PRIN 2022 / Lot
Acronimo: Green Co-Driver
Titolo: The Green Co-Driver, a human-interactive self-driving system that improves the energy efficiency of road vehicles
Coordinatore: prof. Roberto LOT - Dipartimento di Ingegneria Industriale-Università degli Studi di PADOVA
Partner-Unità di ricerca: Politecnico di MILANO; Università degli Studi di TRENTO
Bando: PRIN 2022 - Decreto Direttoriale n. 104 del 02-02-2022
Durata: 28/09/2023 – 27/09/2025 (24 mesi)
Budget totale progetto: € 258.800,00
Abstract del progetto
The main goal of this project is improving the energy efficiency of Connected and Autonomous Road Vehicles with innovative interactions between the vehicle and human driver.
Energy efficient driving, eco-driving in short, requires, for example, gentle acceleration and avoiding braking by anticipating traffic flow. These behaviours require substantial anticipation, which in turn increases the driver’s workload, and also increases travel time. For these reasons, driver’s acceptance of eco-driving is often poor. To increase user acceptance while maintaining driving efficiency, we will realise and demonstrate a Green Interactive Self-Driving System (Green Co-Driver) that:
a) Ensures driving safety first.
b) Maximises energy saving whenever possible.
c) Self-adapts to human preferences in real time, trading energy efficiency for user satisfaction in an optimal way.
Autonomous driving vehicles, as outlined by the SAE automation levels, split the driving responsibilities and assign some to the human and some to the self-driving vehicle. SAE automation levels do not foresee collaboration between human and vehicle on the same authority level, which is instead a typical characteristic of other types of advanced human-machine interaction. For example, the rider-horse collaboration is a metaphor that was used as a model for pilot-aeroplane joint control, and more recently for driver-vehicle interaction as an enrichment of the SAE scheme. The strength of this interaction model is that the rider's actions are not directly executed, but mapped by the horse onto the affordable actions of the environment. Hence the horse filters the human requests, and in particular executes requests (or adapt them) that are feasible and safe. We will extend this scheme to interactive green driving: a self-driving vehicle (horse), may receive human driving requests (e.g., move to a faster lane or try to be faster) and adapt its behaviour to comply with human wishes, while complying with absolute safety and remaining as energy efficient as possible (whenever necessary the horse will sacrifice human wishes and energy economy for safety).

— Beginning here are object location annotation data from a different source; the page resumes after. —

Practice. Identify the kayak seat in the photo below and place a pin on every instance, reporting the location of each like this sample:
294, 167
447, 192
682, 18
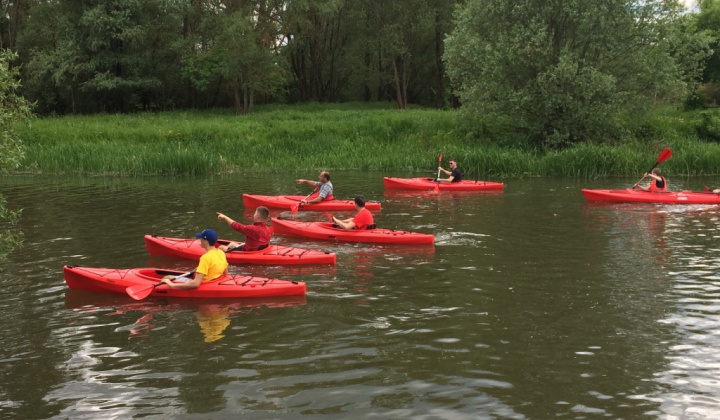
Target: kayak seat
240, 248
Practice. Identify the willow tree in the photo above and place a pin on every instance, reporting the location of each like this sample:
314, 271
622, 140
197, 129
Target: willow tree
563, 71
13, 109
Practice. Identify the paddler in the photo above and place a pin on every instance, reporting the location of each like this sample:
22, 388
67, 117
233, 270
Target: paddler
362, 220
257, 235
213, 263
454, 172
657, 182
323, 188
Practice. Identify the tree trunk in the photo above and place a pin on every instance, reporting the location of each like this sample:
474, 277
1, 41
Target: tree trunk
439, 71
236, 95
400, 89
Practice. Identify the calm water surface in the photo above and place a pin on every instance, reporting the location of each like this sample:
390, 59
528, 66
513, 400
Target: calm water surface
533, 304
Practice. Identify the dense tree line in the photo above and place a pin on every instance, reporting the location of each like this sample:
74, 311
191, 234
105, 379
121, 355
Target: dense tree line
562, 72
86, 56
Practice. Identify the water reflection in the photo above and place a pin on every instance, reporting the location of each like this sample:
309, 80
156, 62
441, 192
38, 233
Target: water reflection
213, 316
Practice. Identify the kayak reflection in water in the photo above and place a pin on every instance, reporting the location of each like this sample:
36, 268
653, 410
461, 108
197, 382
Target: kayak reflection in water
257, 235
657, 183
213, 319
323, 188
362, 220
213, 264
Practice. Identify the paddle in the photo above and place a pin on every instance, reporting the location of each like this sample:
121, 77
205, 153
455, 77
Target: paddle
437, 180
141, 291
295, 207
662, 157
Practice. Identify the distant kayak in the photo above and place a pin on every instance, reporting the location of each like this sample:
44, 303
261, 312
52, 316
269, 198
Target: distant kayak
326, 231
272, 255
429, 184
286, 202
667, 197
112, 280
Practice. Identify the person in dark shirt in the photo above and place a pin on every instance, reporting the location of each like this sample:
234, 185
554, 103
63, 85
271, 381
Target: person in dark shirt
362, 219
454, 172
257, 235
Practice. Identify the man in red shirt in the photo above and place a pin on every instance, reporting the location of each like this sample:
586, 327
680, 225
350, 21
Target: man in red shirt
257, 235
362, 219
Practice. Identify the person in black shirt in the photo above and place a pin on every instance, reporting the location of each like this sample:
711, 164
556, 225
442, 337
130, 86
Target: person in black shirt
454, 172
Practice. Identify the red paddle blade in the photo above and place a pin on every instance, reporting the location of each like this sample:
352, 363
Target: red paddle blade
664, 155
140, 291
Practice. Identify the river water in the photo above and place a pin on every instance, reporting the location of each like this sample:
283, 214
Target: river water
533, 304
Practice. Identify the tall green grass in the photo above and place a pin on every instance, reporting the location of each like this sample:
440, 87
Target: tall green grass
351, 136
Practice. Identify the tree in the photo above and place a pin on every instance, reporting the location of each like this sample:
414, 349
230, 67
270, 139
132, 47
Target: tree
243, 53
563, 71
108, 56
13, 109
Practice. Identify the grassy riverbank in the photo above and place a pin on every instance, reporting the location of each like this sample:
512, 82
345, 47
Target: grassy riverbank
360, 136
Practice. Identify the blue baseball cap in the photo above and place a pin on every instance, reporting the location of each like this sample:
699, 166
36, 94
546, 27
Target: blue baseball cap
209, 235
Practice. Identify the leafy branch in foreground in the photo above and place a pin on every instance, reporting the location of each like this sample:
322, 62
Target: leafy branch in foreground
13, 109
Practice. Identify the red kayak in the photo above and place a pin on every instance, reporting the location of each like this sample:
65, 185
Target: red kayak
326, 231
112, 280
286, 202
430, 184
665, 197
272, 255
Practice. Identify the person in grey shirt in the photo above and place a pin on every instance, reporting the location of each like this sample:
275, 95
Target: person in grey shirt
323, 188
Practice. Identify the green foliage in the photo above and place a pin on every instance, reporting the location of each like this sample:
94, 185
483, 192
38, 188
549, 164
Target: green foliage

This research project will combine green-driving functions developed by UniPD with the self-driving agent developed by UniTN into a novel agent capable of complying with human wishes in the greenest possible way and without conflicts with safety. The agent will be implemented in two driving simulators (UniTN static simulator and POLIMI dynamic simulator), which will be used to assess the Green Co-Driver in a safe and controlled environment.